4 Python Libraries for Basic Data Science

For levels 1 and 2 data science, mastery of pandas, numpy, matplotlib, and scikit-learn is essential

Image by Benjamin O. Tayo

Introduction

For levels 1 and 2 data science, mastery of pandas, numpy, matplotlib, and scikit-learn libraries is essential. If you master these 4 packages, then you should be able to perform level 1 and 2 tasks using Python, as outline below.

Image by Benjamin O. Tayo

1. Basic Level

At level one, a data science aspirant should be able to work with datasets generally presented in comma-separated values (CSV) file format. They should have competency in data basics; data visualization; and linear regression.

Be able to manipulate, clean, structure, scale, and engineer data. They should be skilled in using pandas and numpy libraries. Should have the following competencies:

  • Know how to import and export data stored in CSV file format
  • Be able to clean, wrangle, and organize data for further analysis or model building
  • Be able to deal with missing values in a dataset
  • Understand and be able to apply data imputation techniques such as mean or median imputation
  • Be able to handle categorical data
  • Know how to partition a dataset into training and testing sets
  • Be able to scale data using scaling techniques such as normalization and standardization
  • Be able to compress data via dimensionality reduction techniques such as principal component analysis (PCA)

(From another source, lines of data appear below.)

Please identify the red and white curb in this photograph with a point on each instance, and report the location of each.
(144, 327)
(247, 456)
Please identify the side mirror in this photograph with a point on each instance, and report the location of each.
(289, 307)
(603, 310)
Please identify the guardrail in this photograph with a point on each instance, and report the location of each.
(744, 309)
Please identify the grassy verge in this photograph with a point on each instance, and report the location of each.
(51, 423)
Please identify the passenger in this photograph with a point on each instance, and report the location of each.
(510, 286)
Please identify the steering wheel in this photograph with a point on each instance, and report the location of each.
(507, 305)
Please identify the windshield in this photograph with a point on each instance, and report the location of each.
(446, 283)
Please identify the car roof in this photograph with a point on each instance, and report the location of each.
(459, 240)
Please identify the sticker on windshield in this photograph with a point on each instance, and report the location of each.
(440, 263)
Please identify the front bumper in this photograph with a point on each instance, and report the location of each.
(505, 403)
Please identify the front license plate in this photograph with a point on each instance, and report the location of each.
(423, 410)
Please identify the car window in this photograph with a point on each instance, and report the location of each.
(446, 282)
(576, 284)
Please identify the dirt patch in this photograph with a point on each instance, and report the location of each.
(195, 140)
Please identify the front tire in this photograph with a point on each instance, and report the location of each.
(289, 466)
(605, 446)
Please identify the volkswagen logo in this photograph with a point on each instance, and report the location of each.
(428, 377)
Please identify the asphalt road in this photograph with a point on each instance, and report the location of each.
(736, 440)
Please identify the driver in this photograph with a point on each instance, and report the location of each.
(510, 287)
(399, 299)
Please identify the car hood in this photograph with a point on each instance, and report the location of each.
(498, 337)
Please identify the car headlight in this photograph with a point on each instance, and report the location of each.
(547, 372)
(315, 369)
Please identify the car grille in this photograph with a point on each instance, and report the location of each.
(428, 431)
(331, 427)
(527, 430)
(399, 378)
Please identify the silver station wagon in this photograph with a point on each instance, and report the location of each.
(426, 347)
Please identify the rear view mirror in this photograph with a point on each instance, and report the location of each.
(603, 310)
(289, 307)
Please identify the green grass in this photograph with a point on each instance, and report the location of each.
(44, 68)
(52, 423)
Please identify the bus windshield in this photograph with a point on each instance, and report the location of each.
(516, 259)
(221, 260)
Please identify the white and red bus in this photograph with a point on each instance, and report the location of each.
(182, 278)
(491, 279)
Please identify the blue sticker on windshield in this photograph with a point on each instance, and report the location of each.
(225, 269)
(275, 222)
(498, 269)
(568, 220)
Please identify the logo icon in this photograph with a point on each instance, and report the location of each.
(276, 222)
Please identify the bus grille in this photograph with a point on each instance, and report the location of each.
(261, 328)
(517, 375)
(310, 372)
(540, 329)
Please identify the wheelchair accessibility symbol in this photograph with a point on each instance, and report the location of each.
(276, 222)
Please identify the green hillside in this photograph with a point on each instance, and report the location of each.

Be able to understand the essential components of good data visualization. Be able to use data visualization tools including Python’s matplotlib and seaborn packages. Should understand the essential components of good data visualization:

  • Data Component: An important first step in deciding how to visualize data is to know what type of data it is, e.g., categorical data, discrete data, continuous data, time-series data, etc.
  • Geometric Component: Here is where you decide what kind of visualization is suitable for your data, e.g., scatter plot, line graphs, bar plots, histograms, Q-Q plots, smooth densities, boxplots, pair plots, heatmaps, etc.
  • Mapping Component: Here, you need to decide what variable to use as your x-variable and what to use as your y-variable. This is important especially when your dataset is multi-dimensional with several features.
  • Scale Component: Here, you decide what kind of scales to use, e.g., linear scale, log scale, etc.
  • Labels Component: This includes things like axes labels, titles, legends, font size to use, etc.
  • Ethical Component: Here, you want to make sure your visualization tells the true story. You need to be aware of your actions when cleaning, summarizing, manipulating, and producing a data visualization and ensure you aren’t using your visualization to mislead or manipulate your audience.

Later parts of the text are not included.